TI Files Criminal Complaint against German Politicians for Bribery

Published: 15 March 2019


A diagram showing the main EU beneficiaries of the Azerbaijani Laundromat, among them Eduard Lintner (Photo: OCCRP)

By Lucy Papachristou

Transparency Germany announced Thursday it has filed a criminal complaint against two politicians, one member of Parliament (the Bundestag), and another former MP, for their roles in an alleged bribery case masterminded by the Azerbaijani government known as the Azerbaijani Laundromat.  

The watchdog has asked the Public Prosecutor’s Office in Berlin to investigative whether the two officials, MP Karin Strenz (Christian Democratic Union of Germany) and former MP Eduard Lintner (Christian Social Union in Bavaria), are in violation of the German Criminal Code’s section 108e on bribery and corruption of elected officials. 

“The prosecutor must check whether there are sufficient indications of an initial suspicion of abusive bribery, which must be processed criminally. That's why we filed a criminal complaint with the Prosecutor General's Office in Berlin,” Prof. Dr. Edda Müller, Chair of Transparency Germany, explained. 

The Azerbaijani Laundromat was an in-depth investigation conducted by the Organized Crime and Corruption Project (OCCRP) and over a dozen European media outlets in 2017. It revealed a complex money-laundering operation and slush fund that laundered US$2.9 billion over a two-year period through four UK shell companies to disguise the money’s origins. 

From 2012 to 2014, Azerbaijan’s royal elite used the secret slush fund to pay off European politicians, buy luxury goods and line their own pockets. 

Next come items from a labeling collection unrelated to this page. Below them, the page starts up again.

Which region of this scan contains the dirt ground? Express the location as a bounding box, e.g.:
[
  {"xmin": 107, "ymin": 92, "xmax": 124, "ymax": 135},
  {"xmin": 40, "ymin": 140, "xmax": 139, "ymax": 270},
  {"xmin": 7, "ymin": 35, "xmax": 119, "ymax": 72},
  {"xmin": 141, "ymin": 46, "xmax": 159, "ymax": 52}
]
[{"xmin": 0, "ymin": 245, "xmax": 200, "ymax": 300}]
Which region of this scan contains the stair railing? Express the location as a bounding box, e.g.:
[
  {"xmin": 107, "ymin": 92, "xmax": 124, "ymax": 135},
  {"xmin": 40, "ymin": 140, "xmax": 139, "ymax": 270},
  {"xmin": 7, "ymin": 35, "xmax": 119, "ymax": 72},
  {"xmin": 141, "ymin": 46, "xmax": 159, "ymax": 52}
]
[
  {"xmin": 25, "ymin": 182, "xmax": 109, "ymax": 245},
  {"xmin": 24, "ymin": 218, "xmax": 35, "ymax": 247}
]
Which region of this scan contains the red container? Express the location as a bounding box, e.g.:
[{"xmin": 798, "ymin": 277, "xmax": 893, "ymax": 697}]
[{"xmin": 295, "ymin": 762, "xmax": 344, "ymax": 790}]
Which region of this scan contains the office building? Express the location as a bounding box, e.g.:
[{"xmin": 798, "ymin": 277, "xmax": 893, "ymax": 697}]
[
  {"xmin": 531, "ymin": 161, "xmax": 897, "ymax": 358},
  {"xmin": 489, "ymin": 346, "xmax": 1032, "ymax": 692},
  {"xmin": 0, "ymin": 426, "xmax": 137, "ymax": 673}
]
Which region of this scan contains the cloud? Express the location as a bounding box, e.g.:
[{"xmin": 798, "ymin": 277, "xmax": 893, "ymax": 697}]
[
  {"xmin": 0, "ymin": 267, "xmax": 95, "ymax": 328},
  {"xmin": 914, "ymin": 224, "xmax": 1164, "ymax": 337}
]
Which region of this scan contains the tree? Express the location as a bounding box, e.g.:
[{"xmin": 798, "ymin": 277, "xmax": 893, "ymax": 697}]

Banking records obtained by the Danish newspaper Berlingske and shared with OCCRP show that the Estonian branch of Danske Bank handled the accounts of all four Azerbaijani Laundromat companies—all registered in the UK—allowing the money to avoid detection as it passed through the bank. 

The Estonian branch was recently ordered to cease its operations, while OCCRP named Danske Bank its 2018 “Actor of the Year in Organized Crime and Corruption.” 

The two German politicians, however, are not new names in the scandal. 

Journalists suspected Karin Strenz back in 2017 of receiving payments from Azerbaijan through a firm that lobbied for the regime. Strenz, an ally of Angela Merkel, is alleged to have received between $8,500 and $17,000 from Eduard Lintner, the other politician named in the criminal complaint and a lobbyist for Azerbaijan, via Lintner’s firm, “Line M-Trade.” 

Lintner was one of the European politicians paid in the Azerbaijani Laundromat. He admitted to receiving funds,but said he did not personally benefit from them and was ignorant of their original source. 

In the spring of 2017, the Parliamentary Assembly of the Council of Europe (PACE) was ordered to carry out an independent investigation into allegations that its members were offered bribes for votes against reports criticizing Azerbaijan’s president, Ilham Aliyev. 

The Independent Investigation Board stated in its April 2018 report that Eduard Lintner’ss lobbying in favor of the Azerbaijani government violated the Code of Conduct for Members of the Parliamentary Assembly, and that Strenz’s activities constituted a “persistent conflict of interest.” 

Lintner and Strenz were banned for life from access to the Council of Europe and the premises of the Parliamentary Assembly in June 2018. 

Just this January, Strenz became the first individual to face political consequences in her home country for involvement in the Laundromat. The Bundestag ruled that Strenz broke parliamentary rules on declaring external income by failing to disclose money and gifts she received from Azerbaijani lobbyists. 

German media reported Thursday that the Bundestag made a decision to impose the severe sanction against Strenz, ordering her to pay a fine of about $22,600.